Many studies examined the influence of gene SNPs on susceptibility to lung cancer. For example, SNPs in miR-219-1 (rs213210, rs421446, and rs107822) significantly influence the susceptibility and prognosis of NSCLC [30]. In addition, compared with the AA genotype of ataxia telangiectasia-mutated (ATM), the TT genotype significantly increases the risk of lung cancer [31]. The present study examined whether SNPs in HOTAIR increased the susceptibility to lung cancer. Four sites were selected for statistical analyses: rs920778 (C > T), rs12826786 (C > T), rs4759314 (A > G), and rs1899663 (G > T). As expected, in the present hospital-based case–control study, the C/T and C/T + TT genotypes at the rs920778 site were significant risk factors for primary lung cancer compared with the CC genotype. The TT genotype at the rs1899663 site increased the susceptibility to lung cancer compared with the GG genotype. However, the actual increase may have been underestimated because of the small sample size. As shown by the stratified analysis of further factors (smoking, gender, and pathological type), the C/T and C/T + TT genotypes at the rs920778 site significantly increased the susceptibility to lung cancer in males but not in females. The C/T and C/T + TT genotypes at the rs920778 site also increased the risk of lung cancer in smokers. Therefore, as we expected, smoking-related factors influenced HOTAIR expression via the induction of gene mutations within the gene itself. Cigarette smoke extract induces the inflammatory cell factor, IL-6, which activates the transcription factor STAT3 and directly interacts and increases the expression level of HOTAIR [32]. In the present study, the relationship between HOTAIR expression levels and smoking history in squamous cell carcinoma and adenocarcinoma patients was also analyzed in the TCGA database. In lung cancer patients, HOTAIR expression levels were strongly associated with smoking history (P < 0.001), and it was significantly higher in smoking patients than in nonsmoking patients. The results of the present study fully support the conclusions. However, the susceptibility factors for primary lung cancer were inferred from analyses of squamous cell carcinoma and adenocarcinoma data of NSCLC patients only. Therefore, all pathological types of primary lung cancer should be analyzed in future studies.

It has been shown that compared with the CC genotype at the rs920778 site, the TT genotype at the rs920778 site significantly increases the risk of esophageal squamous cell carcinoma, and HOTAIR expression level is increased in carriers of the T allele at the rs920778 site within the HOTAIR enhancer [13]. Another study reported that the expression level of HOTAIR was increased significantly in lung cancer patients, which was associated with the malignant phenotype and prognosis of lung cancer [33]. The C/T and C/T + TT genotypes at the rs920778 site increased the risk of squamous cell carcinoma, which indicates the possible association of HOTAIR SNPs with the pathological type of lung cancer [34]. Further analysis of lung cancer patients identified in the TCGA database revealed that the expression level of HOTAIR in squamous cell carcinoma patients was significantly higher than that in adenocarcinoma patients (P = 0.018), both of which were higher than that in the healthy population.
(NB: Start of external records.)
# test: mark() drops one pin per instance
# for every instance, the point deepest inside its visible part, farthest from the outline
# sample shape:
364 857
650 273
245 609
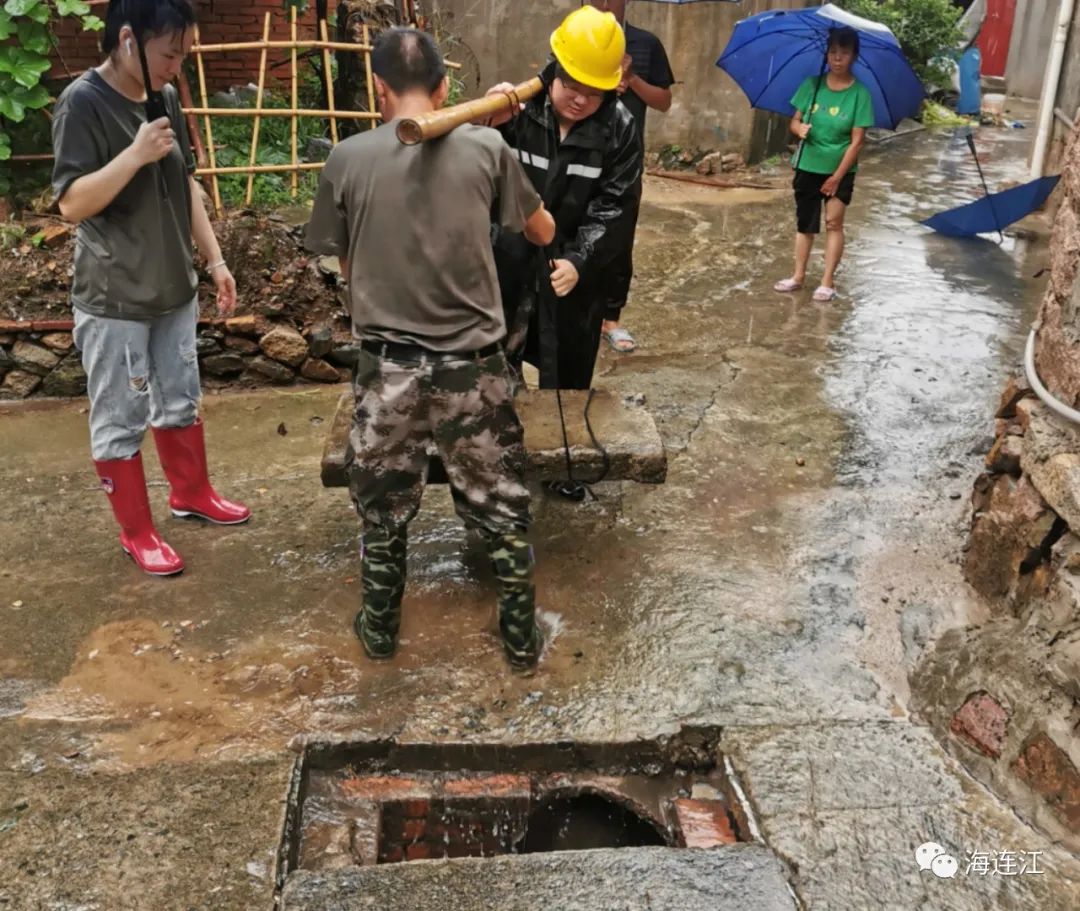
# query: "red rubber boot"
123 480
183 453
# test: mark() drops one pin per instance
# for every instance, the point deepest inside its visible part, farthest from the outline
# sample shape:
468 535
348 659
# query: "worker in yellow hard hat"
579 146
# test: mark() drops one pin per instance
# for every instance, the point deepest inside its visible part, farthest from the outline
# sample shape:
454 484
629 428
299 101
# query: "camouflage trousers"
461 411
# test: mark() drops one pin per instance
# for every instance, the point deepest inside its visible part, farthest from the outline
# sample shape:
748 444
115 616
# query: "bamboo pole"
258 104
210 130
329 81
370 77
296 103
258 45
340 114
192 121
261 168
441 122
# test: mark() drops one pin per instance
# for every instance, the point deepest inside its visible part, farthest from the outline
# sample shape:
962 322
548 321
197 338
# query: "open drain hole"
585 821
383 802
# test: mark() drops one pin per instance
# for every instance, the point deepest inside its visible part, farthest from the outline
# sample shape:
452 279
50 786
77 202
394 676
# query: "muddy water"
800 557
804 438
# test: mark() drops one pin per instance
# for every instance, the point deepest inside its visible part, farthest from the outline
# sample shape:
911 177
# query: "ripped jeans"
138 372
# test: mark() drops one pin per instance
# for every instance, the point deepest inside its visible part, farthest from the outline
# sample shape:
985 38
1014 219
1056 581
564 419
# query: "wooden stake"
258 104
296 160
261 168
210 130
329 81
370 78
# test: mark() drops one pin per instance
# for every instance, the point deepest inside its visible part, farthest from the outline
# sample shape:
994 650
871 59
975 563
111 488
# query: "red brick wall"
220 22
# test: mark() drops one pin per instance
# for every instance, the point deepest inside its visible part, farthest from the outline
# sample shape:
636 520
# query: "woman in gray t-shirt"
123 173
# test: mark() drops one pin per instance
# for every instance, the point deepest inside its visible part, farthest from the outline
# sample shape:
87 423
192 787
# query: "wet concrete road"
801 557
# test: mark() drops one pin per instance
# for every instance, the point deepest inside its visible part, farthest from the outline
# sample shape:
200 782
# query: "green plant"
922 27
232 141
26 25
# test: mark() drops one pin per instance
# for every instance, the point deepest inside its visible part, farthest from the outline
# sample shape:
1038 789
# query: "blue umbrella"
771 54
995 212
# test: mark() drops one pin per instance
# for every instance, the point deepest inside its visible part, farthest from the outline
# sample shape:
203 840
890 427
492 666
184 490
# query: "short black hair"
406 59
147 18
846 39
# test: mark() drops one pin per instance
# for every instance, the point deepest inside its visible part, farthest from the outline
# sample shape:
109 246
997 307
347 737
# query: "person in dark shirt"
647 81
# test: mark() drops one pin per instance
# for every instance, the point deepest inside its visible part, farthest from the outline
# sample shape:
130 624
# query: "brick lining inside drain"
382 802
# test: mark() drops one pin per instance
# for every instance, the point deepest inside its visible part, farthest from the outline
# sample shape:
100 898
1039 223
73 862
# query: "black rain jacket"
590 181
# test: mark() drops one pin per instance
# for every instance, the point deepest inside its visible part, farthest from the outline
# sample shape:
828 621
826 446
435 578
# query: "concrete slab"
632 448
738 878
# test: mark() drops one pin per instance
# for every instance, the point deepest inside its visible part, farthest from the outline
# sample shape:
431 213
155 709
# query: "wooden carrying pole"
258 104
441 122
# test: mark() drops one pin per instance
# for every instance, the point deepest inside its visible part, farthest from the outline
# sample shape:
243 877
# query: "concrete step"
737 878
626 433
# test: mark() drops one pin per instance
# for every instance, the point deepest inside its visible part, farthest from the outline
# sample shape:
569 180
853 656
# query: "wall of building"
1033 30
510 39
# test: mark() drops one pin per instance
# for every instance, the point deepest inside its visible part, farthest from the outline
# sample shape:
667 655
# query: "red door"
996 35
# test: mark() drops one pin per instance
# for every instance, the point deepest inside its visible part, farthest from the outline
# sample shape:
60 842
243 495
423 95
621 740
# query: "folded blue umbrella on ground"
995 212
770 55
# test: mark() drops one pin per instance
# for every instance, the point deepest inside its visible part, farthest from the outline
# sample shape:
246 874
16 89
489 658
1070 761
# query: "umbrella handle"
982 177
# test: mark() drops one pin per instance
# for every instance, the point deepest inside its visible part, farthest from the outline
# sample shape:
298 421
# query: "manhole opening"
385 802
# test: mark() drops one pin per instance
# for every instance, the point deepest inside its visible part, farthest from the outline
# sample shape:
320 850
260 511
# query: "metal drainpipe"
1050 84
1054 405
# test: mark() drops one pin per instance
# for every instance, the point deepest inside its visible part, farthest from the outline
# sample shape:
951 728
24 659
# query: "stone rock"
62 342
1003 459
34 358
346 354
242 325
320 340
205 344
320 371
285 345
1012 522
710 164
241 344
1063 668
329 264
1014 391
270 370
67 381
982 723
224 365
732 161
18 384
1047 769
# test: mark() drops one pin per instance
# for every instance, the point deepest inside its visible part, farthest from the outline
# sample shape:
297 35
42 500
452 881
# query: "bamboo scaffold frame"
322 45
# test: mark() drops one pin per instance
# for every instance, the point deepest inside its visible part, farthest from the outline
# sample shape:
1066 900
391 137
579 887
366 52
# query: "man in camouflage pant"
412 226
462 409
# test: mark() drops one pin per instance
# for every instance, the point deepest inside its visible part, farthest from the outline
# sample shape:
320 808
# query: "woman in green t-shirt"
832 114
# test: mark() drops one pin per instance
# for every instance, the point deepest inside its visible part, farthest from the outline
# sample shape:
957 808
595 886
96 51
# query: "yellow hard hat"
590 46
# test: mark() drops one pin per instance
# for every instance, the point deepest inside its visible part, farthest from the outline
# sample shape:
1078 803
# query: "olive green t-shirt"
415 225
133 260
834 116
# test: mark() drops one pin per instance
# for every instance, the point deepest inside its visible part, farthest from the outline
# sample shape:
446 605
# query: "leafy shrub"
923 28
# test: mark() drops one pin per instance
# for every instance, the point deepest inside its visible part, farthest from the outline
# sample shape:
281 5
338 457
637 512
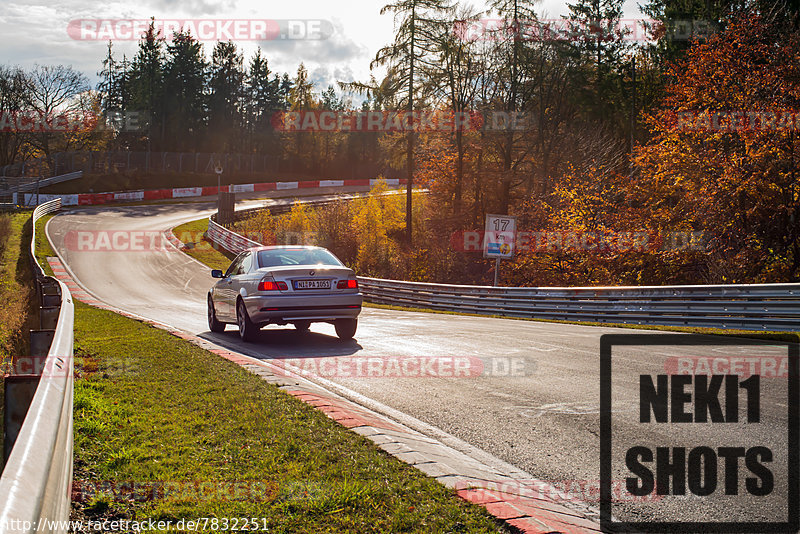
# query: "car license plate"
312 284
These observations fully support our hypothesis that SNPs in the rs920778 site within HOTAIR significantly increase susceptibility to squamous cell carcinoma by increasing the expression level of HOTAIR. However, one limitation of our study is that HOTAIR expression levels were not evaluated in the lung cancer or control groups. Therefore, we cannot further verify whether the SNPs in HOTAIR influenced susceptibility to lung cancer by increasing HOTAIR expression levels. This analysis is planned in future studies.

In summary, gene polymorphisms in rs920778 and rs1899663 within HOTAIR significantly increase susceptibility to lung cancer. These two sites exhibit LD. In the population with a T(rs920778)C(rs1899663)A(rs4759314) haplotype, the risk of lung cancer is significantly increased. In addition, among NSCLC patients, the expression level of HOTAIR in squamous cell carcinoma is significantly higher than that in adenocarcinoma, and smoking influences HOTAIR expression levels. HOTAIR may be a novel predictor of the biological behavior of tumors and a novel target for the treatment of lung cancer.